Josh Richardson said the one thing he has learned while sitting out the preseason with the first knee injury of his career is how important is to be patient. Out since Sept. 9 with a partially torn right medial collateral ligament, Richardson was hoping he might be able to return in time for the season opener.

It’s clear now that won’t happen. Richardson said in the meantime he’s been living vicariously through his NBA2K video game character.

“I’m not one to really get depressed about stuff or get upset about stuff,” Richardson said before Friday’s game against the 76ers. “I’ll be back when I’m back. I’m not really getting down on myself or anything.”

Richardson has been wearing a brace on his knee for several weeks and slowly increasing his court work.

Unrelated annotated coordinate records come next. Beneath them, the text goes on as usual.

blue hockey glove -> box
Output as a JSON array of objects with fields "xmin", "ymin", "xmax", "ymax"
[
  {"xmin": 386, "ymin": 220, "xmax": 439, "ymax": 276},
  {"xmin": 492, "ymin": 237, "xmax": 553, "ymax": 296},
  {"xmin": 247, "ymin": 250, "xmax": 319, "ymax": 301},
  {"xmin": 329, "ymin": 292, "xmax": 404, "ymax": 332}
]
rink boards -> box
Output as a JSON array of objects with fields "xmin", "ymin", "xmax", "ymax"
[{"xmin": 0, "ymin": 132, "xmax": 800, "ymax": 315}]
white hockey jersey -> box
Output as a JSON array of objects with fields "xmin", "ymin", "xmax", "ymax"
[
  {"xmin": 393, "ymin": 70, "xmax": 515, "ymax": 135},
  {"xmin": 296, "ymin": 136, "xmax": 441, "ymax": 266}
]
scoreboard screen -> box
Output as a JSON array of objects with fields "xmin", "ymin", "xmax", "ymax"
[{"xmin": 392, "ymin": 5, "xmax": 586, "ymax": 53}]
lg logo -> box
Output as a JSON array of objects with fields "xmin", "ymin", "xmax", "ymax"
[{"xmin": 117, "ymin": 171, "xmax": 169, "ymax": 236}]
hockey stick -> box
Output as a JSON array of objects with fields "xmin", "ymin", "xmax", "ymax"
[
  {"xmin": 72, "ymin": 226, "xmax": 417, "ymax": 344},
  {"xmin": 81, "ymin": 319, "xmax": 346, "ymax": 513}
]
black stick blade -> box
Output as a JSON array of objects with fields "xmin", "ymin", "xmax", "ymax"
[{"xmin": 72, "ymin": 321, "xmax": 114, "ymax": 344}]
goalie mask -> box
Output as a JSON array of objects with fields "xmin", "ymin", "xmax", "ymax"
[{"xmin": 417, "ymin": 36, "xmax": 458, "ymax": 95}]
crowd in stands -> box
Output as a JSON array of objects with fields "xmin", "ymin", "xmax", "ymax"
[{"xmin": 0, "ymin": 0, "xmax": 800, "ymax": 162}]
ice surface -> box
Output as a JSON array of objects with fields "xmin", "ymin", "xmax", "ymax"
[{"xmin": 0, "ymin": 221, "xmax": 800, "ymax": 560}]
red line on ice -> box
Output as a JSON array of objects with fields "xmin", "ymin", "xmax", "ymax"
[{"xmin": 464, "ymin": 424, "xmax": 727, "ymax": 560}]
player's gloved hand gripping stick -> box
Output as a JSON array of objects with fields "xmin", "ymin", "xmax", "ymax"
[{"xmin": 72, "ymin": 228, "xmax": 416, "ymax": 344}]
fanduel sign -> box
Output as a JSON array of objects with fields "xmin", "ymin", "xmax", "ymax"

But he still hasn’t begun participating in contact drills with teammates, a clear sign his absence could stretch beyond next Wednesday’s season opener at Orlando.

“I went through walk through [Friday] but nothing full speed,” he said. “I was helping the team out, run through plays. Walk-through defense. Hopefully, [my comeback is] not too far out there.”

▪ Dragic said he appreciated the fact Spoelstra came to him before Thursday’s game in Charlotte to tell him there was nothing to the trade rumors involving him and Sacramento’s Rudy Gay.

“I’m glad he did,” Dragic said. “I told him I appreciate it. My brother, my family and friends were calling. It’s something less to worry about before the season starts.”